Mi amigo se alquila un apartamento en una urbanización de lujo de la Costa del Sol, decide después de una largo y duro año, gastarse parte de sus ahorros para que junto con su familia disfrutar de unos días con todas las facilidades y lujos posibles, es su decisión. Justo en el apartamento de arriba, empiezan los problemas, golpes, saltos, gritos, a todas horas, ya sea por la noche como de madrugada o al amanecer. No dispuesto a aguantar un día más, sube a la planta superior y se encuentra en la puerta a una abuela a la que le reprocha la situación. La abuela de unos 80 años le explica, que, durante todo el verano, cuidan de su nieto, 8 años, con una seria patología, que además no pueden hacer nada para controlarlo y termina “exigiéndole” a mi amigo “que la obligación de los vecinos de la urbanización es la de ser SOLIDARIO” con su nieto y con ella que lo está cuidando. La vecina colindante, entró en la conversación tan fugaz y veloz como el cometa Halley, para reprocharle a mi amigo, lo mismo que le estaba diciendo la abuela, que había que ser SOLIDARIO.

¿Está bien utilizado en el presente supuesto el término SOLIDARIDAD? ¿Consiste la SOLIDARIDAD en aguantar y soportar las “situaciones perjudiciales o gravosas” de otros de manera estoica, aunque no tengas, ni puedas ni quieras tener una actitud activa ante ello? ¿Y si no la tienes, eres INSOLIDARIO?

¿No hubiera sido más justo e idóneo exigir o utilizar en esa situación otros términos como el de empatía o comprensión? En otros tiempos, ya digo yo que sí, ahora no. Ahora SOLIDARIDAD.

Pues el ejemplo es el paradigma de como la nueva moralidad y la nueva sociedad, ha pervertido ese concepto de SOLIDARIDAD, de tal manera que ya no se exige una acción de adhesión a una determinada situación personal para ayudarla a salir de ella, si no que SOLIDARIDAD exige ahora y en su mayor parte, que “soportes” tú también la situación que sufre el otro, aunque no se logre, no se pueda o no se interese salir  de ella, el objetivo es “repartir la penosa situación entre todos, cuantos más mejor” , entre otras cosas:

En primer lugar, porque muchas situaciones no tienen solución o fácil solución, como son las derivadas de episodios de salud física o mental, como la del ejemplo de mi amigo.
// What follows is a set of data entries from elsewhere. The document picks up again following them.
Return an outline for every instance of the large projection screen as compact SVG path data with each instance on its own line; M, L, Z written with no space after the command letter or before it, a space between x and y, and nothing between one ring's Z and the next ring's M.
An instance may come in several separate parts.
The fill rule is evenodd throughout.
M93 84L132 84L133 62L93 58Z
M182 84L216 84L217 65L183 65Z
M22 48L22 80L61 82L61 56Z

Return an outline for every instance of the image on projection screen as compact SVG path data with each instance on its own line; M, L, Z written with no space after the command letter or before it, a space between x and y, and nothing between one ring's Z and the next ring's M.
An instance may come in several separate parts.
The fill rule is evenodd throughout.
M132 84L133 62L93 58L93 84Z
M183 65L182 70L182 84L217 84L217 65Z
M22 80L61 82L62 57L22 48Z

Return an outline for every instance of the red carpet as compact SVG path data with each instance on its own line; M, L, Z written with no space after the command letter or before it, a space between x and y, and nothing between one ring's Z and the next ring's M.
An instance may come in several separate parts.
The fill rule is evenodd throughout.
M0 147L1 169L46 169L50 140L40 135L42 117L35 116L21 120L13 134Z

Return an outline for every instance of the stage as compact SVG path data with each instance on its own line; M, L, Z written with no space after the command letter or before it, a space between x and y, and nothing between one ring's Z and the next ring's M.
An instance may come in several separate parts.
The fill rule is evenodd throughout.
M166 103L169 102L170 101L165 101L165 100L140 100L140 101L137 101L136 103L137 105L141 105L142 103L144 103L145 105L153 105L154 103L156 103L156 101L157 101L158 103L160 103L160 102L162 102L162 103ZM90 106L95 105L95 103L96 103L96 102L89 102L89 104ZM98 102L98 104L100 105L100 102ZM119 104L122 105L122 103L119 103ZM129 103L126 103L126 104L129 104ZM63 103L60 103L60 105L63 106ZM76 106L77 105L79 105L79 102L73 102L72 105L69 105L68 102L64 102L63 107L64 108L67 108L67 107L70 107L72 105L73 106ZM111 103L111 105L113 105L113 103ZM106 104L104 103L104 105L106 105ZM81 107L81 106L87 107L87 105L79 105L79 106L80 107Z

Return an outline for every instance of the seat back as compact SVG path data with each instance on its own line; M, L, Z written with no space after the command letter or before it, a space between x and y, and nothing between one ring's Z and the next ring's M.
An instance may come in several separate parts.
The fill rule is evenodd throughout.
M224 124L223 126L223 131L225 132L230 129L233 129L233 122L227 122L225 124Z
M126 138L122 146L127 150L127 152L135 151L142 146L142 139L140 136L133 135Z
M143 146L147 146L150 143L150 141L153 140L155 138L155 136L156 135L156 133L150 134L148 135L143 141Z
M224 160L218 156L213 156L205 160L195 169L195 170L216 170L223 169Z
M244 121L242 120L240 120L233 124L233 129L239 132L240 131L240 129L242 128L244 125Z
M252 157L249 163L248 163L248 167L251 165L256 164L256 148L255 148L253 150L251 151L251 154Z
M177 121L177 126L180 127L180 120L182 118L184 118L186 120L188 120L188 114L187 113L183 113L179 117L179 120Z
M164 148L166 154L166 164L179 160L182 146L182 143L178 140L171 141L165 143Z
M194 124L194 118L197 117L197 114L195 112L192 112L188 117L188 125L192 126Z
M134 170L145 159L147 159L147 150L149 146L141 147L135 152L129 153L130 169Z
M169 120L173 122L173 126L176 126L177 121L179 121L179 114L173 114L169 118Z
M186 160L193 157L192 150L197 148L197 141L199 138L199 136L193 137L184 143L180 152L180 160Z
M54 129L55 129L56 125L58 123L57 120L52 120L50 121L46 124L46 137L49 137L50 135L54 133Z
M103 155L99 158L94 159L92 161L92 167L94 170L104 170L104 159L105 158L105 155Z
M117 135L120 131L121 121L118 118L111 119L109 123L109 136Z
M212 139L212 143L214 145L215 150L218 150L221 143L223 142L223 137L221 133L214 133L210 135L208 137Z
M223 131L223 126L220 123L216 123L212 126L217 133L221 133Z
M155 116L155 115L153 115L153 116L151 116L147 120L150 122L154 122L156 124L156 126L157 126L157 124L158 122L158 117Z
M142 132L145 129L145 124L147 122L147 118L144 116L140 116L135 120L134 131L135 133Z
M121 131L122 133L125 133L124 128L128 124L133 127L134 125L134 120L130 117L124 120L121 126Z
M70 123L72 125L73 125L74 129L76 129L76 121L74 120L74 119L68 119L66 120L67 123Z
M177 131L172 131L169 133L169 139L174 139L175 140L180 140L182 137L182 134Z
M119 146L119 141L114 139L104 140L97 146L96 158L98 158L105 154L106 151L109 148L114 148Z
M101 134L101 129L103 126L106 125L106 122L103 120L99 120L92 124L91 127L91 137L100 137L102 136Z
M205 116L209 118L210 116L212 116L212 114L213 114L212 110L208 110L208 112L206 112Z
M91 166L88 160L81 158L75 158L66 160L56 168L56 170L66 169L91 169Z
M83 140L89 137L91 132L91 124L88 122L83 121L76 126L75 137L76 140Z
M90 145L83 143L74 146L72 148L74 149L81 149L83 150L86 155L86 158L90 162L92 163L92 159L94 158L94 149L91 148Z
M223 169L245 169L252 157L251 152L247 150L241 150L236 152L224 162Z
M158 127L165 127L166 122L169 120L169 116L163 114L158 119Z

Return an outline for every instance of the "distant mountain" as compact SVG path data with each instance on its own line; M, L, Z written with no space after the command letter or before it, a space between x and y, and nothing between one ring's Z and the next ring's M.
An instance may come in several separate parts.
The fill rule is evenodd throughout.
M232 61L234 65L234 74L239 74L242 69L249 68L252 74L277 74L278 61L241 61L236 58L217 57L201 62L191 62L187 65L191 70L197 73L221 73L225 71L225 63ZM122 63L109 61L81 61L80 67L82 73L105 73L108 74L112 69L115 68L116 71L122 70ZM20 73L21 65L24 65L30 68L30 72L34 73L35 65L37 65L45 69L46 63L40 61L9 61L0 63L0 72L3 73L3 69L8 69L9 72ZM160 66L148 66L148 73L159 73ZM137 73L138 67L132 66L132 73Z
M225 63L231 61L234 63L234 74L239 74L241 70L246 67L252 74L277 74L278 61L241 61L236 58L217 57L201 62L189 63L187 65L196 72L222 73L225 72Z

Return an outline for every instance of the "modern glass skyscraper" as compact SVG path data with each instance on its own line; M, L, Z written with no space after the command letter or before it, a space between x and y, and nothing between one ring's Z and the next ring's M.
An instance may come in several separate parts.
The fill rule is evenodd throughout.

Así que, ¡Que mejor SOLIDARIDAD con el nieto de la vecina, que tener que despertarse mi amigo, su mujer y sus tres hijos menores, todos los días de agosto a las 6 o 7 de la mañana! Después de no dormir ni una noche, y pagar un pastizal por el apartamentito, y aguantar “solidariamente” los saltos y aullidos del pobre niño durante todos los días, tardes y noches durante su única semana de vacaciones.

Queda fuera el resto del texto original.